Di sana pada ulu hati keadaan Bhatara Siwa, pujalah
beliau senantiasa dengan sarana Sang Hyang Caturdasaksara, bersimbolik seperti
ini: SANG, BANG, TANG, ANG, ING, NANG, MANG, SING, WANG, YANG, ANG, UNG, MANG:
OM, itulah beliau Sang hyang Caturdasaksara, diumpamakan sebagai bunga yang
mekar, harum semerbak tiada selingan, demikianlah pemujaanmu yang tekun setiap
waktu.
Dari Niskala lahir Nada, dari Nada muncul Bindu, dari
Bundu muncul Bulan (semi), dari Bulan itu ada Wisnu/ dunia berulang-ulang.
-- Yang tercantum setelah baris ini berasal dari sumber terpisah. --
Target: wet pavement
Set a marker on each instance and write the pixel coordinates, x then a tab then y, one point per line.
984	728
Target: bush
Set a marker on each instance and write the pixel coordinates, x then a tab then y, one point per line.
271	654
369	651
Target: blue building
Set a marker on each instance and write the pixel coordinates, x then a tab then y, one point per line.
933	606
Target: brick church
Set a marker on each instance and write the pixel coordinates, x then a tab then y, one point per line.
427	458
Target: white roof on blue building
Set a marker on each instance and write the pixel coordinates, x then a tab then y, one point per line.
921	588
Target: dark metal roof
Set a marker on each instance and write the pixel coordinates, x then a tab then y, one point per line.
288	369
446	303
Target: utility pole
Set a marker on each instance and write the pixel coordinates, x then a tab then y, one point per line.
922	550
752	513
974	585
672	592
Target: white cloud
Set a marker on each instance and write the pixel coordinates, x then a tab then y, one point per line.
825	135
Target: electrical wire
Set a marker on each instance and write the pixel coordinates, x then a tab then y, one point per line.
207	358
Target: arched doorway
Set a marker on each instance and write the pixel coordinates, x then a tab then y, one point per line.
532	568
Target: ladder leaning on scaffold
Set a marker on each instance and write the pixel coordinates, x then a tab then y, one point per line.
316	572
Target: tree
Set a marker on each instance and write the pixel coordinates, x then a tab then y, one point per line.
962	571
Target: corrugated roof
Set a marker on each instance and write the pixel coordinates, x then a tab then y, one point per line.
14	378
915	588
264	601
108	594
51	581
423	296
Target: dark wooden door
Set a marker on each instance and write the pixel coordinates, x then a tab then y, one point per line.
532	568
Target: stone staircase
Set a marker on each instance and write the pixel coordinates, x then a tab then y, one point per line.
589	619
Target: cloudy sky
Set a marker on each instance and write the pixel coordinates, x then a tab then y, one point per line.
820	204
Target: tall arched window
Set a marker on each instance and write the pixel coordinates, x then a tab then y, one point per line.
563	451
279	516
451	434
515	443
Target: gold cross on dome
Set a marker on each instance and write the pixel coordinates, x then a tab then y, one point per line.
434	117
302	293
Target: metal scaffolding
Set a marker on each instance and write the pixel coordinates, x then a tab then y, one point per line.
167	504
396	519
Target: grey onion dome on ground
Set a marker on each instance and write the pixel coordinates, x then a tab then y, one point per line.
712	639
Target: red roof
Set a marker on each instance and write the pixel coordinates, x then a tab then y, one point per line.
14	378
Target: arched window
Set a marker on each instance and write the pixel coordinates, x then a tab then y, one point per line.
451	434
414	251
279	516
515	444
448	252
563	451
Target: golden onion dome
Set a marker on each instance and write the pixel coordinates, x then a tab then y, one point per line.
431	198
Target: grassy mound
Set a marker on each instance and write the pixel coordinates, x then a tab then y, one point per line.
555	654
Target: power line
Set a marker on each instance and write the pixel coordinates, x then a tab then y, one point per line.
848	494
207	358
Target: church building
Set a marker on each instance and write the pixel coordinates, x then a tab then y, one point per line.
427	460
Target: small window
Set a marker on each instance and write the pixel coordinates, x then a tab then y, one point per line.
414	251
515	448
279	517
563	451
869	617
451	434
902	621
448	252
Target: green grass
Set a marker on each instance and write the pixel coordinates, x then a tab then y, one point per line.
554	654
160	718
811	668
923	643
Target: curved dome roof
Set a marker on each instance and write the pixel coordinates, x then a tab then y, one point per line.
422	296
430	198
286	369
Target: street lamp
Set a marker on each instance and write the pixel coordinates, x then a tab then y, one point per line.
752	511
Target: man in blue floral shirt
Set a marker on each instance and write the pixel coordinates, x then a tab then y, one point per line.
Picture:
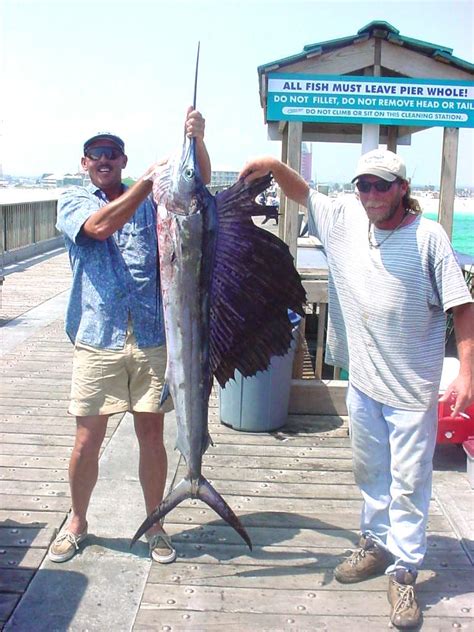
115	321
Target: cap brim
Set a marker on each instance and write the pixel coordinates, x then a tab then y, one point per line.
380	173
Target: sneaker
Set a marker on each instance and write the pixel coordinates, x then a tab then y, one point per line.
65	545
367	561
405	612
161	549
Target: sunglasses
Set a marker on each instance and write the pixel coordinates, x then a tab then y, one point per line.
110	153
382	186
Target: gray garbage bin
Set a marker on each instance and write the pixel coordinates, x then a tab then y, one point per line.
260	403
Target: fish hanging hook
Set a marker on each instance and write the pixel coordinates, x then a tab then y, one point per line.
192	145
196	76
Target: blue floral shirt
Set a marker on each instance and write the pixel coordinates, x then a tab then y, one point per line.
113	280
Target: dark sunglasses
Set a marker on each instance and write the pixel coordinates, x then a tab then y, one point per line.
382	186
110	153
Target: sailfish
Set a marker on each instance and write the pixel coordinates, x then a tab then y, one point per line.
227	286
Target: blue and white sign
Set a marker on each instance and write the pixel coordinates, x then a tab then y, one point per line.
376	100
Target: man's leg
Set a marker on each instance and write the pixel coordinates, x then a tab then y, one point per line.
83	472
371	465
412	440
153	465
84	467
153	468
371	462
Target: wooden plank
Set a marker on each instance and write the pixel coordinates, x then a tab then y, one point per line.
316	290
18	460
276	556
270	476
258	488
304	519
198	621
25	449
40	440
8	602
261	600
280	449
24	538
34	503
322	311
299	577
30	519
14	580
14	557
313	397
286	463
448	178
33	474
34	488
328	538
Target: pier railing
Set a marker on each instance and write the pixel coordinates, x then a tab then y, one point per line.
26	225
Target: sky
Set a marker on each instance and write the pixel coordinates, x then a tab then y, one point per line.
72	68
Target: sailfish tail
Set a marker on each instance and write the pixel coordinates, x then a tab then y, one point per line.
203	491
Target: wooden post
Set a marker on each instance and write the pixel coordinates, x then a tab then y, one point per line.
448	178
392	138
283	199
295	133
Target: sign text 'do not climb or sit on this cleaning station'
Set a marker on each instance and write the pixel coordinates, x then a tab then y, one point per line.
379	100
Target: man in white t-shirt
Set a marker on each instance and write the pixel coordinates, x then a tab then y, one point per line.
393	275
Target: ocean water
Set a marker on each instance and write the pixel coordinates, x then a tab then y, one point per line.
463	230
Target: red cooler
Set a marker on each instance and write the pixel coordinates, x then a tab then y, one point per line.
453	429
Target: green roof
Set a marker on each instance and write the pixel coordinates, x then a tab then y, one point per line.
377	28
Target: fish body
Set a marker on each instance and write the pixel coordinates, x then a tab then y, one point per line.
224	307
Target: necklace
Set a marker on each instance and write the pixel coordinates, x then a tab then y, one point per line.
373	244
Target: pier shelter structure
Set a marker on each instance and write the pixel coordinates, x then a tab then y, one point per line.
376	50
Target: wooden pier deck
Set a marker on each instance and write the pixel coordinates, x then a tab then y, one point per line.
293	490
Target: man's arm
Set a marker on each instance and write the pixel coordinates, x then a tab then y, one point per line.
291	183
195	128
109	218
113	215
463	385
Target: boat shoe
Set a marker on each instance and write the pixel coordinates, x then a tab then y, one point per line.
405	612
161	549
65	545
369	560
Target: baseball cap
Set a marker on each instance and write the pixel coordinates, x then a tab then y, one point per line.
382	163
105	136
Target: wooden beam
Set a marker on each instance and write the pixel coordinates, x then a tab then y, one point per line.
295	131
409	63
448	178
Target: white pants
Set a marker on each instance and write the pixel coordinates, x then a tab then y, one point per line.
393	464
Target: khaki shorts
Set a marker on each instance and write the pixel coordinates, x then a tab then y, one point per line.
107	381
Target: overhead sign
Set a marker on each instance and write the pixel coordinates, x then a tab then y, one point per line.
376	100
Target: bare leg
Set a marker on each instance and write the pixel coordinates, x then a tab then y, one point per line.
84	467
153	461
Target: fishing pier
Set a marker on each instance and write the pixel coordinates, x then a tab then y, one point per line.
293	490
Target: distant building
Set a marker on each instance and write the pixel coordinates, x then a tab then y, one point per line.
306	162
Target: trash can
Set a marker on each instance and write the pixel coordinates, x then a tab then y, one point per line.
260	403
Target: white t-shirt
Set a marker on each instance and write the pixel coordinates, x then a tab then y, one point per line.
387	305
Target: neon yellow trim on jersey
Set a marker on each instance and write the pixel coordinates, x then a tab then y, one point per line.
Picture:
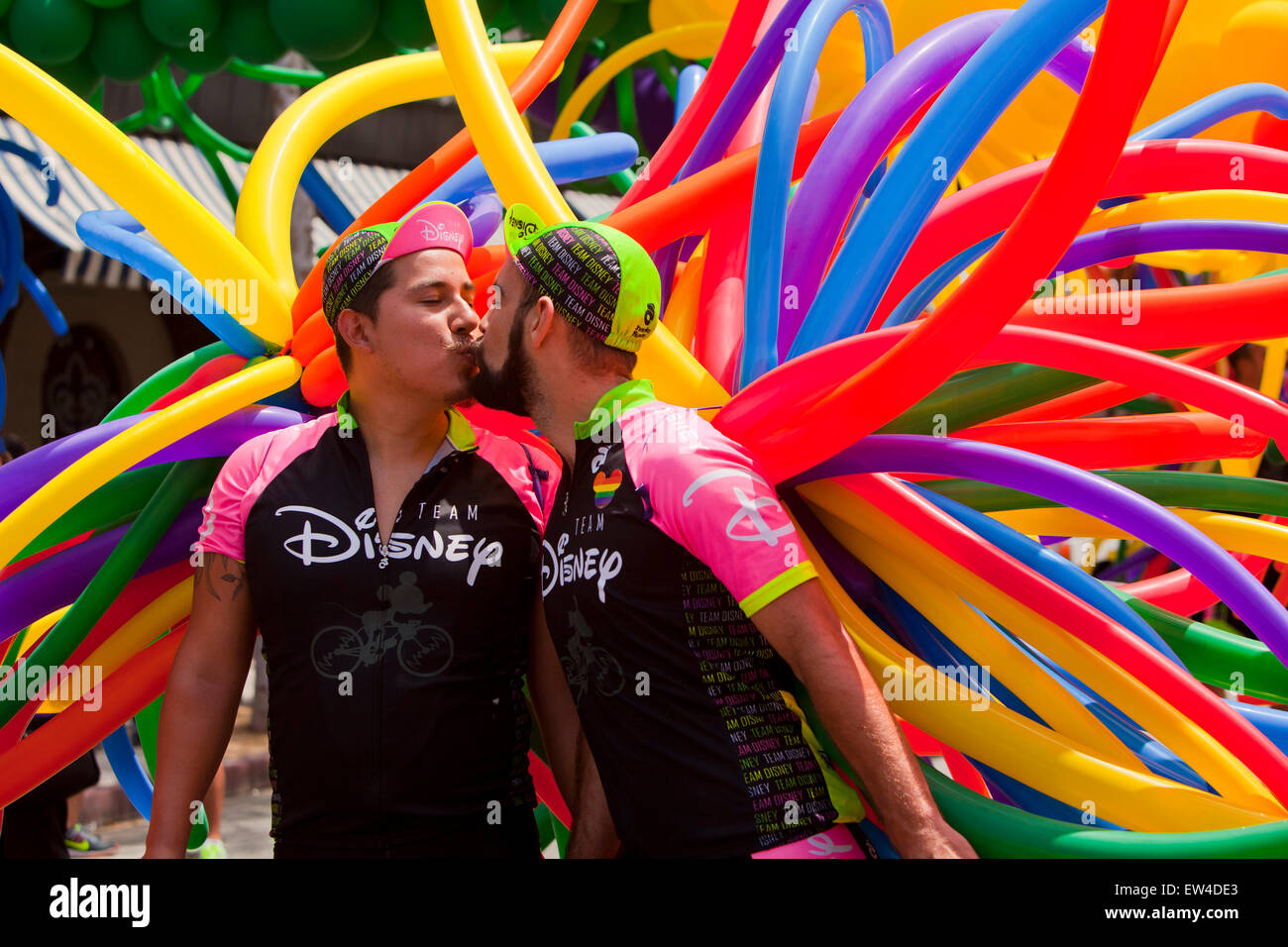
778	586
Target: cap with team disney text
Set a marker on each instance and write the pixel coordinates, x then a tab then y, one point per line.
597	278
433	226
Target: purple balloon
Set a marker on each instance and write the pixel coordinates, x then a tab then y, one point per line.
1076	488
862	136
1157	236
56	579
34	470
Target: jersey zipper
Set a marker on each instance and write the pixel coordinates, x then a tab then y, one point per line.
426	478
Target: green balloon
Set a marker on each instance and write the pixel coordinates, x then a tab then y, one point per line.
172	21
601	20
406	24
121	47
249	34
51	33
375	48
531	20
78	75
323	29
211	56
488	9
632	24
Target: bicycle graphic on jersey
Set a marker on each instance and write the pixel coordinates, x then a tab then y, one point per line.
423	650
589	664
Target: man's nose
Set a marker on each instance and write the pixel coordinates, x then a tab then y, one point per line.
465	320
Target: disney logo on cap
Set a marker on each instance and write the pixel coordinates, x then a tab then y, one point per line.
524	228
430	231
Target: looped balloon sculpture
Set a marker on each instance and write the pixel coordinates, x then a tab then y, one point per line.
910	352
Tegasnya, yang Niskala melahirkan Nada. Dari Nada melahirkan
Bindu, dari Bindu melahirkan Ardhacandra, dari Ardhacandra melahirkan Wisnu/
alam semesta, berulang-ulang pelaksanaannya; Wiswa berarti Sang Hyang Pranawa,
Sang Hyang Pranawa sesungguhnya adalah omkara. Wiswa (alam) berpadu dengan Candra (semi bulan), Bindu
dengan Nada, dari perpaduan itu senantiasa mewujudkan Omkara.Wiswa itu
berpadu dengan Ardhacandra dan Bindu
beserta Nada; energi hidup Ardhacandra dan Bindu serta Nada itu manunggal,
selanjutnya menjadi Omkara.Wiswa melekat pada Candra, dan Candra menempel pada
Bindu, serta Bindu kembali pada Nada, demikianlah perihal/ keadaan
aktivitasnya.
Wiswa itu bergantung pada Ardhacandra, Ardhacandra itu
lebur dalam Bindu, Bindu itulah bergantung pada Nada, demikianlah halnya ajaran
Filsafat dan Nada itu kembali ke Niskala. Niskala itu disebut dengan Maya
Tattwa, itulah Pradhana (materi), pengembaliannya pada Nada, dan Niskala itu
kembali ke Sunyantara, Sunyantara itu
kembali ke Atyantasunya, sebagai pengembaliannya Niskala dan anakku Sang
Ganadhipa, adapun yang dimaksud Utpatti (lahir), Sthiti (hidup) dan Pralina
(lebur) itu ialah Sang Hyang Pranawa.
Dari Siwa lahir Atma, karena Atma maka dari Prakrti
muncullah Rawi (matahari), dari Rawi lahir Agni (panas/api).
ING itulah disebut Siwa, dari siwa lahir Atma, BANG dari
Atma lahir Pradhana/materiil, SANG dari Pradhana/Prakrti lahirlah matahari
(Aditya), TANG, Aditya lahirlah Agni (api/panas),ANG. Demikianlah hal
manifestasinya Sang Hyang Panca Brahma yaitu: ING, BANG, SANG, TANG, ANG.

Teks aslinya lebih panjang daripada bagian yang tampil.